Using njk's idea of a lookup table, we have something like:
SELECT id, book_id, title, page_start, page_end,
COALESCE(RN_Lookup_End.value - RN_Lookup_Start.value + 1, CAST(page_end AS integer)-CAST(page_start AS integer) + 1) as number_of_pages
FROM
Section
LEFT JOIN RN_Lookup AS RN_Lookup_Start ON Section.page_start=RN_Lookup_Start.key
LEFT JOIN RN_Lookup AS RN_Lookup_End ON Section.page_end=RN_Lookup_End.key
ORDER BY
book_id,
CASE WHEN RN_Lookup_Start.value IS NOT NULL
THEN -1
ELSE 0
END, -- roman page numbers come before normal page numbers
COALESCE(RN_Lookup_Start.value, page_start), COALESCE(RN_Lookup_End.value, page_end)
If I wanted to loop through all books ordered by page number. Does that look right?

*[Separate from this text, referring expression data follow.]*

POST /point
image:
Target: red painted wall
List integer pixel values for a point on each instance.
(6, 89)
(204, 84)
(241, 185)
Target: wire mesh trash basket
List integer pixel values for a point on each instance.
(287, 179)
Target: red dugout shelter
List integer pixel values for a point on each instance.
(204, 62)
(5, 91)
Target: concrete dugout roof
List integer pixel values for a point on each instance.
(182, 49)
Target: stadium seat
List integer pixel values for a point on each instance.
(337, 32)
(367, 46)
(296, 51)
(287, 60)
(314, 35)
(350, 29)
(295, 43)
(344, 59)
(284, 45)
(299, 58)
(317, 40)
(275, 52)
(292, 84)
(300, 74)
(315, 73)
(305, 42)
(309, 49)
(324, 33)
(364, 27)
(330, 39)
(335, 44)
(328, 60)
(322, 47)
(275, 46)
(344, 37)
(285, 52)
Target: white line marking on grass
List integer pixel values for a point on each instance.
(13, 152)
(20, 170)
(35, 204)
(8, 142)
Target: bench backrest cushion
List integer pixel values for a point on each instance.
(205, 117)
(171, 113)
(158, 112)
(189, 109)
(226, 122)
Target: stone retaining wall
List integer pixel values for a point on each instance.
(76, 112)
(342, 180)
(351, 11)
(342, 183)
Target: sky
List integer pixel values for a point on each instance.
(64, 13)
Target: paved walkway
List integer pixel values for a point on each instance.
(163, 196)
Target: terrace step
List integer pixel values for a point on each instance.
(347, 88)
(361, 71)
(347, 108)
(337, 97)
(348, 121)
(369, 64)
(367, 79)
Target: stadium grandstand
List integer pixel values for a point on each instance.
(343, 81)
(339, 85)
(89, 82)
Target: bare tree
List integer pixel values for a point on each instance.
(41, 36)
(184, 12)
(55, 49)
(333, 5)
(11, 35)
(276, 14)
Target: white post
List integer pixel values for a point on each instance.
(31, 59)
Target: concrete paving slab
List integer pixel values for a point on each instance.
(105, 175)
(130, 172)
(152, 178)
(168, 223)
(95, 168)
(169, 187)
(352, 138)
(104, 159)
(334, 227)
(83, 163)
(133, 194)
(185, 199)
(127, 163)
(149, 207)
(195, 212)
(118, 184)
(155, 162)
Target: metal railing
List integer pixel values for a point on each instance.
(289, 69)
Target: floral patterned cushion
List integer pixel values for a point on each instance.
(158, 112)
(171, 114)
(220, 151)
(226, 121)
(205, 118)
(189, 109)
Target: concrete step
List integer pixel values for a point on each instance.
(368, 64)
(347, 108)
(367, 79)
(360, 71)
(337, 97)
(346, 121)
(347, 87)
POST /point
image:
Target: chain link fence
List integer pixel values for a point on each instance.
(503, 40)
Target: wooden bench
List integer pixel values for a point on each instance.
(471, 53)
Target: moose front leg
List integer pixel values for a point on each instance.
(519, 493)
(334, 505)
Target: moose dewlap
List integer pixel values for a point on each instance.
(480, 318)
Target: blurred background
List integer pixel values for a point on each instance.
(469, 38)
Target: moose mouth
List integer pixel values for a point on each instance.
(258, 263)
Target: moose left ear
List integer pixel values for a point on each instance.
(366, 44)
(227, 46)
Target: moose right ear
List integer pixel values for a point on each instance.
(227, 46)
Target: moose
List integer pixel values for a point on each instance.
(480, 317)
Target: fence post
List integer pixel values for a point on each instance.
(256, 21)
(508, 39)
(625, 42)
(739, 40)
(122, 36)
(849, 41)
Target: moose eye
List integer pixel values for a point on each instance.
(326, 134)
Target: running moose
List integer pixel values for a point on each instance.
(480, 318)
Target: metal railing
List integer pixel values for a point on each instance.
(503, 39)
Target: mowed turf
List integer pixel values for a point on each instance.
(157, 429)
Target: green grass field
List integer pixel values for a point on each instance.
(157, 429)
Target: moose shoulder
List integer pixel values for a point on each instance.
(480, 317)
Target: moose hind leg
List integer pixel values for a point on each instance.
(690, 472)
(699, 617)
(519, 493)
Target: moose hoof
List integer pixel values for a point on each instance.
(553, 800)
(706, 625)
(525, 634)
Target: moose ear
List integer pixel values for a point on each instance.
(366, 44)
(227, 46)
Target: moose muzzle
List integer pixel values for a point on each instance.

Thinking on it, I wonder if making the following change to the table would be better:
create table Section (
id integer not null primary key,
book_id integer not null foreign key references Book (id),
title varchar(100) not null,
page_start integer not null,
page_end integer not null,
is_front_matter bit default 0,
page_start_label varchar(10) null,
page_end_label varchar(10) null
... remaining fields ...
)
The query above would look like this:
SELECT id, book_id, title,
COALESCE(page_start_label, CAST(page_start as varchar)) as page_start,
COALESCE(page_end_label, CAST(page_end as varchar)) as page_end,
(page_end - page_start + 1) as number_of_pages
FROM
Section
ORDER BY
book_id, is_front_matter DESC, page_start, page_end
Then all I'd have to do is convert the values for page_start_label
and page_end_label
from Roman to Arabic on insertion and update. The two extra integers plus the bit would mean a little over 8 bytes extra storage per record but with most records leaving page_start_label
and page_end_label
blank I might actually save space!
Does this sound like a reasonable solution? Or am I missing a potential pitfall/downside?